British Grand Prix – Mercedes’ Lewis Hamilton says he made the decision to extend his first stint that proved decisive in Sunday’s race at Silverstone.
Lewis Hamilton won his home race on Sunday at Silverstone in the F1 British Grand Prix. Having been beaten to pole position by teammate Valtteri Bottas on Saturday, Hamilton kept the Finn under pressure throughout the opening stint of the race. This included one attack where he actually managed to overtake Bottas into Brooklands before Bottas wrested the place back on exit from Woodcote.
Bottas eventually steadied the ship to lead Hamilton by around 1.5 seconds when he dived into the pits on Lap 16, shedding his used Mediums for a fresh set – committing himself to a two stop strategy as a result.
Hamilton, having started on the same tyre compound, might have been expected to follow suit but it quickly became evident that he had gone down a different strategy route as he stayed out and Bottas began catching back up again. Whatever might have played out strategy wise between the pair became irrelevant just four laps after Bottas’ stop, when Antonio Giovinazzi spun off the road and beached his Alfa Romeo in the gravel.
With the Safety Car deployed, Hamilton was able to make a pitstop and get back out in the lead. He opted for the Hard tyre at this stop, meaning he had a safe run on them for the remaining thirty laps, while Bottas was still in P2 and on a strategy that forced him to pit again.
Asked about the strategy choice after the race, Hamilton explained the thought process that went in to the two sides of the garage going different directions: “We have the meetings in the morning and they do thousands of simulations of the different strategies. So we’re shown a handful of them: maybe ten different strategies that could happen if we lose position; if we hold position; if we switch positions; all these different things. There was… it’s very difficult for a team – because we are a team – but then individually we want to win. So the team has to do the best and most balance approach for both of us. Most of the simulations come out with ultimately the first car… if you do a good enough job in qualifying, the first car generally gets priority etcetera and it gets quite hard to overtop that, unless you do it on track, or undercut and those kind of things.”
Continuing, Hamilton said: “We had discussed the opportunity of… I think the fastest way to the end of the race was Medium-Medium-Hard, I believe – but there were alternative strategies. That was something I looked into, and I had already decided at the beginning of the race that I was going to take the hard, in the middle stint and extend my first stint to Lap 20 or 21 – whatever it was.”
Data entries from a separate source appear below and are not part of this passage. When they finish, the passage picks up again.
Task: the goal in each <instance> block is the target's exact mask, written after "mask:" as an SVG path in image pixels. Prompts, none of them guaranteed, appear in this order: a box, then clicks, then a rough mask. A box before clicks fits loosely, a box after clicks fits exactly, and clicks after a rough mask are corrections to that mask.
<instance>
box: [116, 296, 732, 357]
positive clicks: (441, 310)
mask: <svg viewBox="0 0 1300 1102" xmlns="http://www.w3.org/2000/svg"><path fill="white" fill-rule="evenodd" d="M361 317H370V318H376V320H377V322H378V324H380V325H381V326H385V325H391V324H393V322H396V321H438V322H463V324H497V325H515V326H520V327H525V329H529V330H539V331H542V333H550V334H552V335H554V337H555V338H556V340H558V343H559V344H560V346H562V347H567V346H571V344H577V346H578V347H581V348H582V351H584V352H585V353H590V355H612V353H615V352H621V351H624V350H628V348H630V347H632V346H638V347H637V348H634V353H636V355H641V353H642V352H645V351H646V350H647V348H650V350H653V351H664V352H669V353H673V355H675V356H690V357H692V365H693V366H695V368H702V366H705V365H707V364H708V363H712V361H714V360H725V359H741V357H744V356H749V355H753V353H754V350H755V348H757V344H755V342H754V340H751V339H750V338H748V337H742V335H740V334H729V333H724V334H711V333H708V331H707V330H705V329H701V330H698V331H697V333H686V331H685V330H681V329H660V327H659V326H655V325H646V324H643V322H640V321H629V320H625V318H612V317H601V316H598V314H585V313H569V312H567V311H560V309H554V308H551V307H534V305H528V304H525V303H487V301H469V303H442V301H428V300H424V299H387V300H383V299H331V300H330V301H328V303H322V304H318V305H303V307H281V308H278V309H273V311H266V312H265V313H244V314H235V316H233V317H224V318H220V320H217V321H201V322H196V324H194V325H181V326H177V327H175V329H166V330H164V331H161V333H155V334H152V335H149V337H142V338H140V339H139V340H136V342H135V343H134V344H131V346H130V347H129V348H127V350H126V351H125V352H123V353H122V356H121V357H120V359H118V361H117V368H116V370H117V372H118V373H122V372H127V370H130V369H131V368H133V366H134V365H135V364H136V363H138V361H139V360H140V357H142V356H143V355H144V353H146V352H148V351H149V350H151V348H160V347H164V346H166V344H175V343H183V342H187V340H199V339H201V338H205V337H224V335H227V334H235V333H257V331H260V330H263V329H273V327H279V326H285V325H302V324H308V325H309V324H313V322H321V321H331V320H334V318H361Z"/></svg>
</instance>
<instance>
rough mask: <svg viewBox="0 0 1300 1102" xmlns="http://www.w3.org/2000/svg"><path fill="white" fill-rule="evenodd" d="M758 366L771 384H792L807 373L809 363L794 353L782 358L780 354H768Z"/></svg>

“Did I know that we were going to stay on the one-stop? No. But, we have to be strategists, almost, a little bit inside ourselves, and it something we’re constantly working on, trying to finesse, because it’s always different. There’s always new figures that have to be put in, from each race, and no-one ever gets it perfect – but the cool thing is that it enabled us to race today. What they probably didn’t expect is that we were going to push so much at the beginning. I think we were expected to save our tyres and stuff – but we were racing pretty hard – which is how racing should be, y’know? So, I’m happy we were able to do that today.”